Attorney General Alberto Gonzalez appeared in front of a Senate committee to take his lumps over the Bush Administration’s policy of warrantless surveillance this week. (Don’t you just know that at the first meeting to fill this job, Bush looked at Gonzalez and said, “Hey, Alberto-rama, your initials are A.G., just like this job. That must be like, you know, kismet or something. Let’s dump the rest of these resumes and grill us up some felons.”) The Senate seems to have it in for Gonzalez. First they made him renounce torture to get confirmed in the first place. This week they forced him into defending the Administration’s position that a Congressional authorization of force trumps the Fourth Amendment.
Gonzalez did the best he could, considering he had to talk while Dick Cheney drank a glass of milk. According to Alberto the force authorization passed in the aftermath of 9/11 gives the President the authority to do virtually anything he wants, superseding even Constitutional restrictions.
Ignored by this inventive line of reasoning is the fundamental precept of our government: the Constitution is the supreme law of the land. A procedure for amending it was created for times when the original document becomes outdated in some way.
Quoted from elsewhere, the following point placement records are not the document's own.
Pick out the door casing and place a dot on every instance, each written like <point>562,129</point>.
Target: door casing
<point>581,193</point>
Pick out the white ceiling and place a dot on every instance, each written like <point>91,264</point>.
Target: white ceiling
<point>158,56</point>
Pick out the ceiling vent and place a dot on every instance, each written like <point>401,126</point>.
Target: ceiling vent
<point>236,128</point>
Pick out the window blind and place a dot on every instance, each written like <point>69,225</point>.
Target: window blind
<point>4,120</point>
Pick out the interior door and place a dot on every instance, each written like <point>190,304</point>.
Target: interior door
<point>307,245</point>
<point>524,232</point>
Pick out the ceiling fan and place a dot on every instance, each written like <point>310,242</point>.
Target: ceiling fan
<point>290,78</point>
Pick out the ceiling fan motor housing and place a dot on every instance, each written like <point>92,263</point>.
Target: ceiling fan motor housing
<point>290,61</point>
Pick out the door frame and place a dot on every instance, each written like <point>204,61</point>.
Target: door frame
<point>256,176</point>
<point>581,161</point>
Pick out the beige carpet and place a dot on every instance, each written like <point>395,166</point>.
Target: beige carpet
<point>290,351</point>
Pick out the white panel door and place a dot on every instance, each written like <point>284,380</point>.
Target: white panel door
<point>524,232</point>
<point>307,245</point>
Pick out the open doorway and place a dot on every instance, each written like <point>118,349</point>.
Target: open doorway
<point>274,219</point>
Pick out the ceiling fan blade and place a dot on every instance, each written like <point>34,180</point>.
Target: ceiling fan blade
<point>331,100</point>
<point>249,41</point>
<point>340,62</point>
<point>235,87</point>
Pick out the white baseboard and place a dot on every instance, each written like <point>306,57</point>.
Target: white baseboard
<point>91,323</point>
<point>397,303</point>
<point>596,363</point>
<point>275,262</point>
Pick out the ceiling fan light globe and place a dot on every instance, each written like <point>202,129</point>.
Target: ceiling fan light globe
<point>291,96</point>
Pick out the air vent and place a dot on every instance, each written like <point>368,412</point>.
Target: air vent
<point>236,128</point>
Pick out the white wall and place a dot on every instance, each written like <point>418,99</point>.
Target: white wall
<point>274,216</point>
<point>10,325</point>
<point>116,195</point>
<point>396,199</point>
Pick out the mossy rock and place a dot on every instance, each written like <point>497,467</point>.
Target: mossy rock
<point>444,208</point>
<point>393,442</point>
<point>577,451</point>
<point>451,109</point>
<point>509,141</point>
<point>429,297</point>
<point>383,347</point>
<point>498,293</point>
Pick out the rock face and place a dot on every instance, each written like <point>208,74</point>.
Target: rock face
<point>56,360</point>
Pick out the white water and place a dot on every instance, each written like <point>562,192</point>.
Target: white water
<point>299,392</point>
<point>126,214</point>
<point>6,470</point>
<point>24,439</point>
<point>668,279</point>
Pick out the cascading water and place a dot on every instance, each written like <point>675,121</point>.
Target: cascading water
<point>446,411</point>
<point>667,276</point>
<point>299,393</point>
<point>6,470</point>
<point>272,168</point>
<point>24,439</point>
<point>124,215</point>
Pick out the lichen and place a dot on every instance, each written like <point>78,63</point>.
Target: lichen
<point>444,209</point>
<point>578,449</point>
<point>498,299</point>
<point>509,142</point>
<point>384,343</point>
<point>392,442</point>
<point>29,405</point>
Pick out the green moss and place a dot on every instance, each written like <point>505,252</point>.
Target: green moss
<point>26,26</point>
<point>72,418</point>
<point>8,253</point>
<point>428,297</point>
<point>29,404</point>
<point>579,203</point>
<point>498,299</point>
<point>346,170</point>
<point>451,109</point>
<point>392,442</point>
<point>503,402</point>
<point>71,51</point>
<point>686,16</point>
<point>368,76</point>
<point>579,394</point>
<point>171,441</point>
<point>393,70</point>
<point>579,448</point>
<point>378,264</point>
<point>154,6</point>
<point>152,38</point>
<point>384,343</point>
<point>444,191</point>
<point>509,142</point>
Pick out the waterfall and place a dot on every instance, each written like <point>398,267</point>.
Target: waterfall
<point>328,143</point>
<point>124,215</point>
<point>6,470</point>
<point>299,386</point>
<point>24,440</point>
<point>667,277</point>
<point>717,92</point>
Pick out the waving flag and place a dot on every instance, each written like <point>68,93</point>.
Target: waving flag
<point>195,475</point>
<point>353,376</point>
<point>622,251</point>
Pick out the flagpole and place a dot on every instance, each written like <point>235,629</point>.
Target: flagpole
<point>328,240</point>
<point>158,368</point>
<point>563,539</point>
Strange that a president who claims to be a strict constructionist ignores the parts of the Constitution that address anyone’s rights but his own.
Presidents have often assumed extra-Constitutional power during time of war. Gonzo cited Wilson during World War I and Roosevelt in World War II; Lincoln’s suspension of habeas corpus during the Civil War probably springs to mind. There’s a difference. Those were honest-to-Thomas Jefferson wars, where Congress asserted its Constitutional authority to declare war. That has not been done in the present case, for good reason. Who would the war be declared against? A bunch of towel-headed cartoon critics living in caves?
When will these extraordinary wartime powers end? There will never be a peace treaty. One day al-Qaeda will be gone and we’ll still be primed for action. Whoever threatens to blow something up because Daffy Duck looks like a caricature of their god will feel the full wrath of Halliburton descend upon them.
Gonzalez is essentially promoting a variation of Joseph Heller’s Catch-22. Where’s the authority to perform warrantless searches? There’s a war on. Who says there’s a war on? There must be; we’re conducting warrantless searches, aren’t we?
How odd that a president who values privacy so dearly in his personal and administrative dealings is so quick to arbitrarily deny it to others. Then again, maybe “odd” isn’t the right word. “Scary” comes to mind.
1 comment:
Any comments on the fact that the AG wasn't sworn in by the Judiciary Committee chairman Arlen Specter?